Box's advice for statistical scientists

I recently discovered a new word - mathematistry, coined in 1976 by the statistician / data scientist George Box.  If I had to guess what it meant, I would think it might be something quite cool like a cross between mathematics and wizardry.  In fact, the way George Box defined it, the word is closer to a cross between mathematics and sophistry.

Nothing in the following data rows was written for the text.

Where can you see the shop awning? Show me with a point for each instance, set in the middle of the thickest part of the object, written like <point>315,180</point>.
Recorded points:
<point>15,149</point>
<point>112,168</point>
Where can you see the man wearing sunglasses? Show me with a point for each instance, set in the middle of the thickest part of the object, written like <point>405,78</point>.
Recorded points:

Box's full definition for mathematistry is as follows,

'.. the development of theory for theory's sake, which, since it seldom touches down with practice, has a tendency to redefine the problem rather than solve it.  Typically, there has once been a statistical problem with scientific relevance but this has long been lost sight of.'

According to Box, mathematistry also has a flip side which he calls 'cookbookery'.  This is

'the tendency to force all problems into the molds of one or two routine techniques, insufficient thoughts being given to the real objectives of the investigation or to the relavance of the assumptions implied by the imposed methods.'

There is so much useful advice contained in those two concepts!  Personally I find it quite easy to forget to 'touch down with practice'.  How many times have I spent a long time coming up with a solution to something, only to find that the attempt to put it into practice reveals an obvious flaw that could have been identified quite early on?  And I also find it much easier to focus on one way of solving a problem, rather than considering several different options, and investing time in evaluating which is the best approach.

I have recently been having a look at a kaggle challenge called Springleaf.  I am not particularly interested in trying to get to the top of the leaderboard, since the difference between the top 1000 entries seems pretty marginal to me, but I am interested in finding out what makes a big difference to predictive accuracy.

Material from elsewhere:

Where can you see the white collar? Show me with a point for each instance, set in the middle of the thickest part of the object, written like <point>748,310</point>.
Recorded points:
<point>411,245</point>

One of the things I have learnt is that being able to make use of all the variables in the data-set makes a big difference.  Regression trees are very easy to apply to multivariate data-sets (e.g. 100s or 1000s of variables), and I have found these to be quite effective for prediction.  There are also relatively straight-forward ways of training them to avoid over-fitting.

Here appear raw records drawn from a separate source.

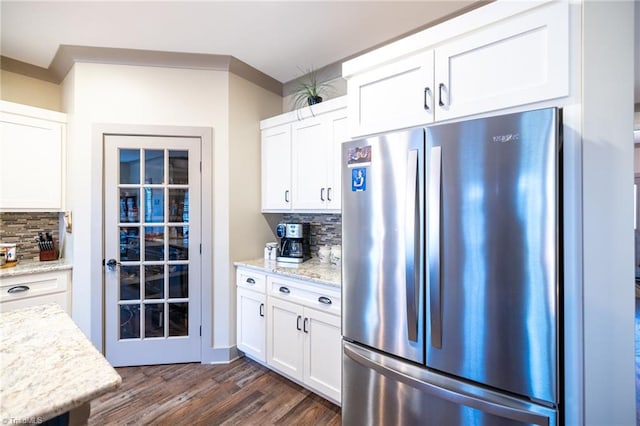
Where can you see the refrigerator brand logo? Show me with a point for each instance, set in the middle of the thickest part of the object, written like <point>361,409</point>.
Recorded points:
<point>512,137</point>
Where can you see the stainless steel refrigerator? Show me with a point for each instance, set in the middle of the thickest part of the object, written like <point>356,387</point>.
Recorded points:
<point>452,274</point>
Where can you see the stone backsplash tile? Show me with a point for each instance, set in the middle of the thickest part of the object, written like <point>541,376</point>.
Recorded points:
<point>325,228</point>
<point>23,228</point>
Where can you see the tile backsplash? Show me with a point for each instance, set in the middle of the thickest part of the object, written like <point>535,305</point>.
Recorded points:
<point>325,228</point>
<point>23,228</point>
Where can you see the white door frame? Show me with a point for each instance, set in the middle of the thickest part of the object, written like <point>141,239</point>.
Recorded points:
<point>97,282</point>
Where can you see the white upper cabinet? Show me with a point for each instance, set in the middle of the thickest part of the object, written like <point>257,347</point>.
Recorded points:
<point>501,55</point>
<point>310,157</point>
<point>32,163</point>
<point>301,158</point>
<point>276,169</point>
<point>389,97</point>
<point>517,61</point>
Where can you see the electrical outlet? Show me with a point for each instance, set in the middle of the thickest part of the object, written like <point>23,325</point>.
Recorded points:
<point>67,221</point>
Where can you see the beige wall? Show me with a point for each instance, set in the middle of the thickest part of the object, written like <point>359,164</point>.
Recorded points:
<point>99,94</point>
<point>249,229</point>
<point>30,91</point>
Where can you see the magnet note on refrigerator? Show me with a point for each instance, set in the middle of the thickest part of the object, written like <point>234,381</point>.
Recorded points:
<point>358,179</point>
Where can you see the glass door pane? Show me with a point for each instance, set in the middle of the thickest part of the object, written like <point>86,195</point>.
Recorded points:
<point>164,248</point>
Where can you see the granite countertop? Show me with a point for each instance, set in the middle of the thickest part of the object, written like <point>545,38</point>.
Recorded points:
<point>312,270</point>
<point>47,365</point>
<point>24,267</point>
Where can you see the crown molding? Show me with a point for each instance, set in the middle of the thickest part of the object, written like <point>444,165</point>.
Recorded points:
<point>68,55</point>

The other thing I have discovered is boosting.  This still seems a bit magical to me.  The basic idea is that by using an ensemble of different models and averaging predictions over them, you get a better prediction.  To me, it seems like there must be a single model that would give the same predictions as the ensemble.  In any case, I have found that boosting makes a surprisingly big difference to predictive accuracy, compared to approaches that try to fit a single model, at least for regression trees.

In The Elements of Statistical Learning by Hastie, Tibshirani & Friedman there is a performance comparison of different classification methods.  They include boosted trees, bagged neural networks and random forests, which (I think) are all different ways of creating an ensemble of models.  The one method that didn't create an ensemble was Bayesian neural nets, which uses MCMC to explore the parameter space.  The approach that came out on top was Bayesian neural networks but the ensembling methods were not too far behind.  This suggests to me that averaging over models and averaging over different parameters values within a sufficiently flexible model have a similar effect.  However it is something I would like to understand in more depth.

I would highly recommend The Elements of Statistical Learning as a great example of statistical science, that avoids both mathematistry and cookbookery.  The drawback of books is that they get out of date quite quickly, but this one is relatively recent and definitely still relevant.  The only thing that is worth being careful with is references to software packages, as these seem to evolving on a faster time-scale than the underlying concepts.